有人过来开门后,告诉杰特房子一半已经被别人租下了,另一半也挺大的,适合他一个人住。如果满意,房东呆会儿就会过来签租收钱的,杰特看了看房子果然挺满意就答应下来了。半个小时后,来了个女人,装扮的十分艳丽,说话也是客客气气的。“先生您好,听说您刚从香港回到美国,认识您很高兴。”女人伸出手来,杰特上前握住亲吻了一下,以示礼貌。“您好夫人,我们签租吧,您的房子是很不错的。我想我住在这里一定会很舒适的,如同回了自己的家一样。”

“先生您可真会说话,不过我也很赞同您的说法。因为这里不单单是您一个人,而且对面那间屋子的女主人就要回来了,我想或许你们还能成为朋友呢!”

“谢谢您!夫人,我是个不喜欢被别人打扰的人!”

“那么好吧,先生,祝您好运!”女人走后,杰特疲惫的把自己的东西收拾进来,粗略的打扫了一下,他就躺下休息了。杰特很快进入了睡眠。很久以后,“咚咚咚,”一阵敲门声惊醒了他。“谁?”

“有人么?能帮个忙么?”一个女人的声音。杰特起来,打开门,意想不到的事儿又出现了。那个被花朵领着吃阿鸡婆宵夜的女人象被魔咒了似的出现了。杰特足足盯了她五分钟,他真想用劲儿一门拍死她。“您好,先生!”

“我们认识吗?”杰特愤怒的说。

“我们不认识,如果我们认识,我们浑身是嘴也说不清了。”这个香港女人说道。

“那您怎么会到这儿?”

“我也不清楚,这是我朋友为我订的房间。”女人一脸无辜的说。“可能是一种缘分吧!”

“别和我讲缘分,我的缘分只在我的妻子哪里。”

“我说的是普通人的缘分,先生,请您辨别好了。”

“还有什么事儿吗?”

“如果就此走了,我想我们俩都会有事儿的。”

“您要怎么办?”

“按正常的来,先生,我姓翁,刚从香港过来,之前我这里的朋友帮我租下了这半间房屋。我打不开门锁,想请您帮忙开一下。因为我最近心情不大好,我的一个朋友她去世了,毫无征兆的去世了。有人知道我们当晚还一起吃的饭,还有她的美国老公。可是回去半夜后她就得了心梗塞死了。我很伤心,因为我觉得那晚上有我的责任,如果那晚我不过去,或许她心里不受刺激就不会死了。但我真的不清楚到底我该背负怎样的责任。

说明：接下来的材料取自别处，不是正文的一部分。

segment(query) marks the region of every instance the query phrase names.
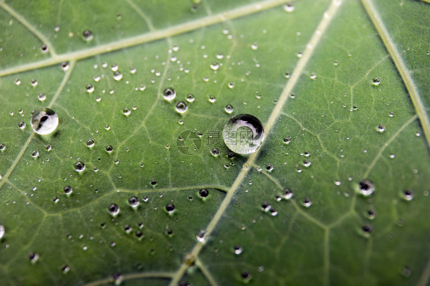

“我想您应该背负的最大责任就是永远不要碰她的老公。”杰特冷冷的摊开手说道。

“香港女人没有美国女人那么开放,这一点我想您比谁都清楚的。不是吗,先生?”

杰特看了看堆在她门口的一摊东西,走出了门,从她手里拿过钥匙来,开了半天,终于打开了。就在他帮着她把东西往家里拿的时候,他看见了花朵的身影在这女人的身上闪现。杰特停下了手里的东西,怔怔的看着这女人,她莫名其妙,说道:“您这样看我和您刚才的话会发生矛盾的。”她的话像极了花朵的声音。杰特有点欣喜若狂,他望着她的脸和手,忽然看见手里拿着的包也和花朵的一样,他想起了从前他从美国给花朵买回的包。想不到她也有一个同样的。翁小姐对杰特说:“因为有一回我看见我朋友她拿着这个包漂亮极了,她就送给我了。真不好意思,我真不应该要她的这个包,后来听说这是她老公给她买的结婚纪念物。她真是太善良了,什么也不计较。对朋友真好。”

杰特下意识的搂住了翁小姐,他感觉是搂到了花朵,因为她那么善良,那么爱护她的朋友。杰特在翁小姐的脸上看到了花朵的棱角分明。他不由得想靠近她,一刻也停不下来。他确信那就是花朵在翁小姐的身上显灵了。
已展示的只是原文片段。